Independent Vector Analysis via Log-Quadratically Penalized Quadratic Minimization
This is an incremental improvement for blind source separation tasks, particularly in speech processing, offering faster convergence without sacrificing performance.
The paper tackles blind source separation by proposing a new independent vector analysis algorithm called AuxIVA-IPA, which updates demixing filters with a log-quadratically penalized quadratic minimization problem, achieving up to 8.5 times faster runtime compared to existing methods.
We propose a new algorithm for blind source separation (BSS) using independent vector analysis (IVA). This is an improvement over the popular auxiliary function based IVA (AuxIVA) with iterative projection (IP) or iterative source steering (ISS). We introduce iterative projection with adjustment (IPA), where we update one demixing filter and jointly adjust all the other sources along its current direction. Each update involves solving a non-convex minimization problem that we term log-quadratically penalized quadratic minimization (LQPQM), that we think is of interest beyond this work.
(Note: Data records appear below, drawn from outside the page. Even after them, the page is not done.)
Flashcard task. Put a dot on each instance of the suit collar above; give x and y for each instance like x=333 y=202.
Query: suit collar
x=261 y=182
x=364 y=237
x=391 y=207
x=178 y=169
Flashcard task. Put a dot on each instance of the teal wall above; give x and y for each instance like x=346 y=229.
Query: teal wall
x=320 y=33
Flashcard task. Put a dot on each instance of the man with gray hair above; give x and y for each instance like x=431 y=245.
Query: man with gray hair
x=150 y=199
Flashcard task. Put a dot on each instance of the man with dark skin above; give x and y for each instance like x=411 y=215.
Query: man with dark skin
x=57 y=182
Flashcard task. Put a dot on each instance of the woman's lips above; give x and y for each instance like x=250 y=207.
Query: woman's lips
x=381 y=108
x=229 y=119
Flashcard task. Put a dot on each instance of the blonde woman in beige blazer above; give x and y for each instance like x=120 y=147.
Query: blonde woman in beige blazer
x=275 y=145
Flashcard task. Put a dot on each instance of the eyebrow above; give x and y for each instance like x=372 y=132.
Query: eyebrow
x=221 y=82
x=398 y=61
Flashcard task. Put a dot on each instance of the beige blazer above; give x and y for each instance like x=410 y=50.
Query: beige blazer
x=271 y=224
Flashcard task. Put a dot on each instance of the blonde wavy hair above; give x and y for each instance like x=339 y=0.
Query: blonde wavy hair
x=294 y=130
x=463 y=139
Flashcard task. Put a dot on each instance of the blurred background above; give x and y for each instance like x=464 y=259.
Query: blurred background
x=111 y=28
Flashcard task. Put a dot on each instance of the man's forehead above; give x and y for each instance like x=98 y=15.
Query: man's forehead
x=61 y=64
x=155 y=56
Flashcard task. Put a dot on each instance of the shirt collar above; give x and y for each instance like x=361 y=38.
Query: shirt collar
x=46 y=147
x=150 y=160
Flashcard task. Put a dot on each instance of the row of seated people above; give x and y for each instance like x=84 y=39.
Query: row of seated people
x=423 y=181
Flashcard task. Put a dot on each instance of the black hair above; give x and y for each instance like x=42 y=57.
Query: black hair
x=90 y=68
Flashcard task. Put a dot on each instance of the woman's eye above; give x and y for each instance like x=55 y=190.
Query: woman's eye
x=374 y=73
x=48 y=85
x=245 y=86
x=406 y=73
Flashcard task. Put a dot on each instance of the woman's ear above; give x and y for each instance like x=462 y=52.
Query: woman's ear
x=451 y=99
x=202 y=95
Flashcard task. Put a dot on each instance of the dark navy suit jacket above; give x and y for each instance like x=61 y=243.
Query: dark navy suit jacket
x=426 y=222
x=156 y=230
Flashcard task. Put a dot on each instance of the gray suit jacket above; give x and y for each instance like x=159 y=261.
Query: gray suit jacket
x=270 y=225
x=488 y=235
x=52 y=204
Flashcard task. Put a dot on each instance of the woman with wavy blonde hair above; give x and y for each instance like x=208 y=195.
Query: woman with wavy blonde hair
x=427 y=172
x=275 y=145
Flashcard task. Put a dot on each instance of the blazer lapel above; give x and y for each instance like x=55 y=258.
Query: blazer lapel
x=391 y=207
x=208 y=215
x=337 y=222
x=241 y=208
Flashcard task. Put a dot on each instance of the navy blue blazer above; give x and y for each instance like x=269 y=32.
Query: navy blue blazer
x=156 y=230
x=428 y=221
In the general case, we show that its global minimum corresponds to the largest root of a univariate function, reminiscent of modified eigenvalue problems. We propose a simple procedure based on Newton-Raphson to efficiently compute it. Numerical experiments demonstrate the effectiveness of the proposed method. First, we show that it efficiently decreases the value of the surrogate function. In further experiments on synthetic mixtures, we study the probability of finding the true demixing matrix and convergence speed. We show that the proposed method combines high success rate and fast convergence. Finally, we validate the performance on a reverberant blind speech separation task. We find that all the AuxIVA-based methods perform similarly in terms of acoustic BSS metrics. However, AuxIVA-IPA converges faster. We measure up to 8.5 times speed-up in terms of runtime compared to the next best AuxIVA-based method, depending on the number of channels and the signal-to-noise ratio (SNR).